To be fair, McDermott – still hosting 2FM’s breakfast show despite reports that he is to leave the station – also describes the tune “a certified banger”, the acme of approval for Generation Z. And when the presenters eventually play the song, it’s certainly different from the forgettable melodic pop that has long been Ireland’s Eurovision stock-in-trade. A crunchy synth riff propels the song before a frenetic beat and Roy’s breathily euphoric vocals kick in. It’s followed by an instantly infectious chorus which, on first listen at least, has serious earworm potential.

Combined with a positive lyric that celebrates staying true to your personality in the face of hostility, it’s upbeat and affirmative, while staying on the right side of unthreatening. Roy’s song is effortlessly catchy, sticking in the memory after one listen, a vital quality in the crowded Eurovision field. It turns out McDermott is right: it doesn’t disappoint.

Of course, as every pop practitioner knows, there’s a fine line between a well-crafted but generic song and a genuine smash. It remains to be seen whether Roy’s song, for all its slick merits, can distinguish itself sufficiently to escape the gravitational pull of the regional voting loyalties that have skewed Eurovision results in the recent past.
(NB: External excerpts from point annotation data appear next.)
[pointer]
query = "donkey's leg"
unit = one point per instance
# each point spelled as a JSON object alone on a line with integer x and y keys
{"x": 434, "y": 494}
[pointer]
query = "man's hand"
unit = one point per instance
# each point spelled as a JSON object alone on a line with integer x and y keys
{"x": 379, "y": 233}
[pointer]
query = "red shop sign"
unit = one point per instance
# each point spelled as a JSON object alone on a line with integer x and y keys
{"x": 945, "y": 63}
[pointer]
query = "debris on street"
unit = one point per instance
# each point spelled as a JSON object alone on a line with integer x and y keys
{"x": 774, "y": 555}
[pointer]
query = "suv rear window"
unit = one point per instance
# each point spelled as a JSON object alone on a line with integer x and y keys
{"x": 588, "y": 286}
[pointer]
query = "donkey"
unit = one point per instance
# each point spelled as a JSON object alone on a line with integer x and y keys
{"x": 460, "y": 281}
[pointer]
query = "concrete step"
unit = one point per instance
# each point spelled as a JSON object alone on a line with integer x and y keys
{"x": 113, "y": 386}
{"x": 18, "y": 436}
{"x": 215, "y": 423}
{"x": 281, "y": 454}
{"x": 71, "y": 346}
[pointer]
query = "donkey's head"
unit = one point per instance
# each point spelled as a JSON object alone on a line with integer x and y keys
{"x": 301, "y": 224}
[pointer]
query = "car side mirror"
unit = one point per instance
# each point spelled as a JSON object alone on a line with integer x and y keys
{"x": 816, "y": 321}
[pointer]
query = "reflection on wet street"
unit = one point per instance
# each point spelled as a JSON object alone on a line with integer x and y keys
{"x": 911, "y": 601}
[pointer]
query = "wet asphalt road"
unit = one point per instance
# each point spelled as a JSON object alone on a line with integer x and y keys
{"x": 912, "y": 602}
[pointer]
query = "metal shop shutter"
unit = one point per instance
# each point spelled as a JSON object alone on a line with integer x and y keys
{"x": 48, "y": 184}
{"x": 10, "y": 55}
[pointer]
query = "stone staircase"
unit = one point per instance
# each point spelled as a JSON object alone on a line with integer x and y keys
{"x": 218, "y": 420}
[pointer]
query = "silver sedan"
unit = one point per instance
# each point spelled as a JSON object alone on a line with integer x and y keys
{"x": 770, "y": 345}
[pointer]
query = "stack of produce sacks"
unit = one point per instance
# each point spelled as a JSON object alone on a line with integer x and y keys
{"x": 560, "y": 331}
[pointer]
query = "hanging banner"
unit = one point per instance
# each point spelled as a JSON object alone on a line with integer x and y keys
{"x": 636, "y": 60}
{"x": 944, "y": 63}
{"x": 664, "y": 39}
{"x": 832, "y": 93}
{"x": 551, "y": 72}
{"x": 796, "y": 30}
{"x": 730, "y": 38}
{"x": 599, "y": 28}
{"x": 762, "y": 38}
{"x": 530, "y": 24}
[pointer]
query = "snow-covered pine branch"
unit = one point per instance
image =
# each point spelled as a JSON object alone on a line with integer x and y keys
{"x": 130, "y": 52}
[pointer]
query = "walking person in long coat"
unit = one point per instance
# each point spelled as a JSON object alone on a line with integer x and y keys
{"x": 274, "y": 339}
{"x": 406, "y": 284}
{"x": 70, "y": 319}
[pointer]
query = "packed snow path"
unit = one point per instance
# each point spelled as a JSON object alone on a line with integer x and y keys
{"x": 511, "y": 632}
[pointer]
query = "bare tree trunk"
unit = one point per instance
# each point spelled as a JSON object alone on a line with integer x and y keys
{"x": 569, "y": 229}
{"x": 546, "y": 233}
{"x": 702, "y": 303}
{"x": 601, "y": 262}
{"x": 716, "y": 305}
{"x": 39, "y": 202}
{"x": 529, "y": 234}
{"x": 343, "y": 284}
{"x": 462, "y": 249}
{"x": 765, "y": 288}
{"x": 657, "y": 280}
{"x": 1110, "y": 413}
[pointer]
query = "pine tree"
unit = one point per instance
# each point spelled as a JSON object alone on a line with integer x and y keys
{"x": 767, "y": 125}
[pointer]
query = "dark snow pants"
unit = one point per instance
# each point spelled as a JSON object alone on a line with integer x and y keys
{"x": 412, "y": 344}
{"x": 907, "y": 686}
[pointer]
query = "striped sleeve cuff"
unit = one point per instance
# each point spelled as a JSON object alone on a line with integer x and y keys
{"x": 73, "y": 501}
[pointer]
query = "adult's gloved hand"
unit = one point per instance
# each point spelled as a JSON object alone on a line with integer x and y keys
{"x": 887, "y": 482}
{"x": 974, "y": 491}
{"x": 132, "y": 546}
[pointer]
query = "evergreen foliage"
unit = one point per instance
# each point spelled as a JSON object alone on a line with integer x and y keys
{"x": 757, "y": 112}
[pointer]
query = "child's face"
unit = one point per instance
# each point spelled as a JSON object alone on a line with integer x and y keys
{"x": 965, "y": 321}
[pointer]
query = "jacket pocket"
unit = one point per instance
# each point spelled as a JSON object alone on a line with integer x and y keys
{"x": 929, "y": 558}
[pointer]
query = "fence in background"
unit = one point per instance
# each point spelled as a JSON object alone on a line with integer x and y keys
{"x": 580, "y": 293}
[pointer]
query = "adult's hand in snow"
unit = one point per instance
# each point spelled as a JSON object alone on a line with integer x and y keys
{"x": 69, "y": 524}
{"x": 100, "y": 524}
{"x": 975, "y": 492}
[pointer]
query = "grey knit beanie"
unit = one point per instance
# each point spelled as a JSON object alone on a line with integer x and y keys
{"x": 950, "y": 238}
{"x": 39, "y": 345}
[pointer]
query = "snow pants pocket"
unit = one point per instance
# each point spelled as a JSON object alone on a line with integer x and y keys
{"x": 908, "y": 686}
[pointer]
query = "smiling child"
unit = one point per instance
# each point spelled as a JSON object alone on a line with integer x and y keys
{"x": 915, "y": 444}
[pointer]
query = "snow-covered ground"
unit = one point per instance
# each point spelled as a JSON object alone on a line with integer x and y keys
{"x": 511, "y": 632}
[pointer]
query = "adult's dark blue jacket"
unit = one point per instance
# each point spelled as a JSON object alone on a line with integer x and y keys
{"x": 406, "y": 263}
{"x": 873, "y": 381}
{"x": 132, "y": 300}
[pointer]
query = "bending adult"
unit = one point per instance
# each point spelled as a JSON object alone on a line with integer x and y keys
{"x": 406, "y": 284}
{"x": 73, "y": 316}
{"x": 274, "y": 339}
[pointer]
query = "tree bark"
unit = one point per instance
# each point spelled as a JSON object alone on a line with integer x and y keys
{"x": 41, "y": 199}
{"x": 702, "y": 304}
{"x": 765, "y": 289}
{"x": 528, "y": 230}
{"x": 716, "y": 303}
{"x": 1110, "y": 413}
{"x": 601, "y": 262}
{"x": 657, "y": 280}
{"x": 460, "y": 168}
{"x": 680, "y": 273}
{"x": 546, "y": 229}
Meanwhile, the quirky lo-fi electro-pop of Iceland’s Daði Freyr is an early favourite, showing that genuine originality can still create a buzz.

Much will depend on McMahon’s stage interpretation: he has said the fact that both Roy and he are from the LGBT community has been a “good hook”. But with its anthemic chorus and vivacious delivery, Story of My Life seems like the most promising Irish prospect in some time.

Fifty years after Dana delivered Ireland’s first victory in the competition, Roy will be hoping she can leave behind Ireland’s recent disappointing showings and get Ireland’s Eurovision record back on track.

Just don’t get too carried away yet.